沈黙の中で目を合わせて、彼の視線が伏せられる。
湯気の見えなくなった紅茶を飲み干して、空になったカップを静かに置いた。
「お注ぎしますか」と問えば「お願いします」と返ってくる。
こぽこぽと流れる水音がして「どうぞ」とローシェが声をかける。
沈黙は訪れなかった。
「邸内は既に見られていますか。伯爵家ですから、至る所にそれなりのものがあります」
彼のさす「それなりのもの」は美術品の類だろう。伯爵邸にはそれなりどころではない品々がそこら中に飾られている。手のひらに収まる小さな置物の値段だって計り知れない。

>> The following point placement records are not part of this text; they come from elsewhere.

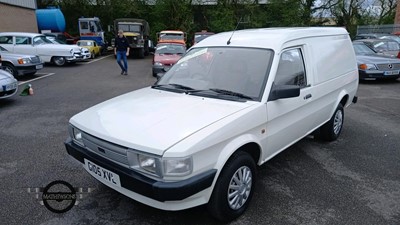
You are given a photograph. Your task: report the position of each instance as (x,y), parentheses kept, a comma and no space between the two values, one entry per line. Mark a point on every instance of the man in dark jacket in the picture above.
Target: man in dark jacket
(121,50)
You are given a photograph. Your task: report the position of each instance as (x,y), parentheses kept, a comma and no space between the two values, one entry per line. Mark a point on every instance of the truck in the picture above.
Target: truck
(172,36)
(91,29)
(137,33)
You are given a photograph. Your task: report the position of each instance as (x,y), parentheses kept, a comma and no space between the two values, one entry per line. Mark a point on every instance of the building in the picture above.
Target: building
(18,16)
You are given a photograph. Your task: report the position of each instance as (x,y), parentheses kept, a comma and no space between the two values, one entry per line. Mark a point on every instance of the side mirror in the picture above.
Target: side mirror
(283,91)
(159,75)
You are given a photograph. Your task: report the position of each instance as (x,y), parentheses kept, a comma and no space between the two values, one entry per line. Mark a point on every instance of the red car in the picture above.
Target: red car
(166,55)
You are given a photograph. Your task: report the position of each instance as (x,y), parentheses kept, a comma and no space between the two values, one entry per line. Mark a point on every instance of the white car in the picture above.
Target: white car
(232,102)
(38,44)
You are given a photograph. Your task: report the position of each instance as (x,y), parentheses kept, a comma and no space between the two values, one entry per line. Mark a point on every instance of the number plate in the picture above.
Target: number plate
(102,174)
(394,72)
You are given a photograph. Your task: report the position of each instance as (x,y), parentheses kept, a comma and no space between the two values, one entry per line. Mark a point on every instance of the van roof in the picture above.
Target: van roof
(272,38)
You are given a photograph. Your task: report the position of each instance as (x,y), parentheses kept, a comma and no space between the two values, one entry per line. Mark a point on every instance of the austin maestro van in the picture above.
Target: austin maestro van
(231,103)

「夫人に邸内を案内していただいた際に少しだけですが、遠目から眺めましたわ」
「一人でいらっしゃる時には見て回らないのですか」
「私は招かれた身ですが、客人ではありません。立場の異なる使用人ですわ。誤解の生む行動は控えていますので、なかなか機会はないのです」
「そうですか」
訪れた沈黙が苦にならない。
彼は思案している。ローシェは冷えた紅茶を飲みながら、のんびりと待つ。
彼はどうして話を巻き戻したのだろう。そんなことを考えていた。
「では、時間がある日は私と見てまわりましょう。貴女の瞳にはどう見えているのかを私に話してください」
「――よろしいのですか?」
瞬きを繰り返したローシェは思わず尋ねる。
彼が一緒にどうかと誘ってくれている。立場を考えて一人歩きを控えているローシェに気を遣って付き合うのではなく、彼にも目的があるお誘いだった。

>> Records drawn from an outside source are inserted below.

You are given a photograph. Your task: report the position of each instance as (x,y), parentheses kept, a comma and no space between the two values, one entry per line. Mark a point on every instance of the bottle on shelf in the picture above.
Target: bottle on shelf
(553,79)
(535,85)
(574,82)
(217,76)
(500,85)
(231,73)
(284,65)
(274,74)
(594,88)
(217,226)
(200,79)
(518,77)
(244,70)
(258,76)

「貴女の話を聞いて、私も同じものを時間を変えて見るように意識しました。どれも同じ品に見えます。私はそういった類には興味がありませんでしたので、それなりの贋作であれば気づかないでしょう」
彼の語りに耳を傾けていたローシェは大きく頷いた。
「贋作でも質の良いものは素晴らしいですものね。作り手には素敵な才が潜んでいるのだと思います」
その才能で独自の品を生みだしてほしいとローシェは思ってしまうが、彼らも需要があるから贋作をつくるのだ。

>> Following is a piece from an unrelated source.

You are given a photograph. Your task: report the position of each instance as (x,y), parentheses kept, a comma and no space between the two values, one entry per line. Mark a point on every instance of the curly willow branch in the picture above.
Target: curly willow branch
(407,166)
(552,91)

それと知らずに高値で購入する者もいれば、贋作と知った上で安値で購入する者もいる。表面上は見栄を張りたい貧乏な貴族や、中流階級の平民が優雅な貴族の真似をしようと買うらしい。
贋作を理由に値下げ交渉をしても、ローシェの給金では手の届かないものも溢れている。
「お誘いいただきありがとうございます、ユーグ様。では、お声がけいただけるのを楽しみにしておりますね」
「はい」
一度では終わらない約束を交わした。
彼が望んで、誘ってくれた。
(今から待ち遠しいわ)
嬉しくて破綻してしまう顔は、手にしたカップで隠すことにした。